I manage to not watch a lot of commercials, but the few that have made it through recently have been a particularly bad form of terrible. Specifically, they’ve got no idea what they’re actually saying. Commercials have entirely lost the thread. Like:
What It’s Trying To Say: Amazon helps bring your loved ones together.
What It’s Actually Saying: Babies are dog-hating monsters.
What It’s Trying To Say: People living with COPD can regain their vitality, and live a full life. Like a wolf, I guess.
What It’s Actually Saying: Grandpa terrorizes and then eats live pigs. Because seriously, guys, that character’s name is The Big Bad Wolf.
What It’s Trying To Say: THE RULES DON’T APPLY TO US, BRO. WE’RE TOO IRONIC FOR YOUR STANDARDS.

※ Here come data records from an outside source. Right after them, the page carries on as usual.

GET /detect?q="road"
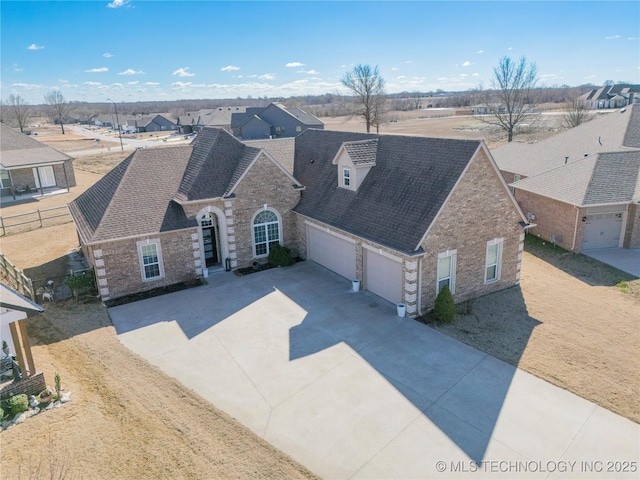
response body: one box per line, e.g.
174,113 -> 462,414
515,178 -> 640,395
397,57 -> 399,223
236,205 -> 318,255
68,125 -> 194,156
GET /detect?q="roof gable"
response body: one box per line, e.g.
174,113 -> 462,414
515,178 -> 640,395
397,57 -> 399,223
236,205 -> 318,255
0,124 -> 72,168
69,146 -> 194,244
293,129 -> 482,254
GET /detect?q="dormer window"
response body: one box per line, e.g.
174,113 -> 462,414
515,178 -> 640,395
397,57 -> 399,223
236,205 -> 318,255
343,168 -> 351,187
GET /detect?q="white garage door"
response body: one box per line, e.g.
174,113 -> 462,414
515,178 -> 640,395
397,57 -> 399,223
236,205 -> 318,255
365,248 -> 403,304
582,213 -> 623,250
307,226 -> 356,280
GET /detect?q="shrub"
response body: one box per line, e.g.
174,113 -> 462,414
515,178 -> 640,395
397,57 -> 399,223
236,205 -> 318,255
433,285 -> 456,324
4,394 -> 29,418
65,273 -> 94,301
268,244 -> 295,267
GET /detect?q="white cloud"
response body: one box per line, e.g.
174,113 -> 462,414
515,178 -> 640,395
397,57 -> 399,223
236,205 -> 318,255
391,67 -> 399,71
13,64 -> 23,72
28,44 -> 44,50
171,81 -> 193,88
84,81 -> 102,86
605,35 -> 621,40
12,82 -> 42,89
85,67 -> 108,73
221,65 -> 240,72
460,74 -> 468,78
59,79 -> 68,83
259,73 -> 276,80
286,62 -> 305,68
461,61 -> 471,67
476,50 -> 484,54
118,68 -> 145,75
107,0 -> 130,8
103,53 -> 114,58
472,73 -> 480,77
508,47 -> 513,50
144,82 -> 160,85
173,67 -> 195,77
305,70 -> 319,75
127,81 -> 139,85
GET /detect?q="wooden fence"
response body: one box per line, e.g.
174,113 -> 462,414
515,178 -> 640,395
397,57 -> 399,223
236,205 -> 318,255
0,205 -> 72,236
0,252 -> 35,300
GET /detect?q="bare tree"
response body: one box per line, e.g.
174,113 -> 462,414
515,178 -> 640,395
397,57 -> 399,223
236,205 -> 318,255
476,56 -> 539,142
44,90 -> 71,134
558,97 -> 593,129
370,93 -> 390,134
4,94 -> 32,132
341,64 -> 386,133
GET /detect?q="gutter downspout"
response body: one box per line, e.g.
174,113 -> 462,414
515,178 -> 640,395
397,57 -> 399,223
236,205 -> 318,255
417,257 -> 423,315
571,206 -> 580,251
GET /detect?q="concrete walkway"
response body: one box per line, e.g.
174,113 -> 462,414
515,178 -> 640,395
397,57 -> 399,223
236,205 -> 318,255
109,262 -> 639,479
583,248 -> 640,278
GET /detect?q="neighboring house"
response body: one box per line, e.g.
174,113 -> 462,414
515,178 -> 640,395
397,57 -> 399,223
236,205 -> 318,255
132,114 -> 178,133
177,107 -> 248,134
493,105 -> 640,252
580,84 -> 639,109
0,124 -> 76,198
231,102 -> 324,140
68,128 -> 528,317
92,115 -> 114,128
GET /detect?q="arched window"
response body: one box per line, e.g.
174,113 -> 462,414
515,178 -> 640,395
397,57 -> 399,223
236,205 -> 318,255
200,212 -> 213,227
253,209 -> 280,257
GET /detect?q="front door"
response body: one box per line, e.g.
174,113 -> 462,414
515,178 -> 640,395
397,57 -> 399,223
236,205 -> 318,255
202,227 -> 219,267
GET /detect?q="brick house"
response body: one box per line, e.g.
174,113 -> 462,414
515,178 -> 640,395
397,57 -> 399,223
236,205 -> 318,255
0,124 -> 76,198
68,128 -> 528,316
493,104 -> 640,252
231,103 -> 324,140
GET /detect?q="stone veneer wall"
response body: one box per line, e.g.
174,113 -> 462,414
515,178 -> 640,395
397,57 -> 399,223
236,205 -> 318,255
91,229 -> 197,301
624,203 -> 640,249
514,189 -> 585,252
0,372 -> 46,400
228,153 -> 300,268
420,149 -> 525,312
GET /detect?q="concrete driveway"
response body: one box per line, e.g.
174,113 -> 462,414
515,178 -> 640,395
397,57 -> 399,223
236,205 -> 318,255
582,248 -> 640,277
109,261 -> 639,479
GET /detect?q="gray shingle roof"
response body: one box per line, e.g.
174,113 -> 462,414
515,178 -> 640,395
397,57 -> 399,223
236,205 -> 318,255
623,104 -> 640,148
293,129 -> 482,255
244,137 -> 295,173
493,104 -> 640,177
512,151 -> 640,206
174,128 -> 258,202
68,146 -> 194,244
0,124 -> 72,168
343,139 -> 378,166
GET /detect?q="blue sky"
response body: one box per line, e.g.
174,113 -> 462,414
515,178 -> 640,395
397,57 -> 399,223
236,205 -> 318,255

What It’s Actually Saying: Peacocking is an acceptable marketing campaign now.
Both Old Spices
What It’s Trying To Say: SEE HOW FUNNY WE ARE? *Fart noise*.
What It’s Actually Saying: The next time you’re having sexy moments and they whisper that you smell good, remember that your mom bought you this Old Spice. I want you to think about your mom the next time you get a boner.
What It’s Trying To Say: Ice cream is awesome! We’ve reinvented how you dessert! Check out how interesting and futuristic we’ve made ice cream now!
What It’s Actually Saying: Acid is the fucking worst.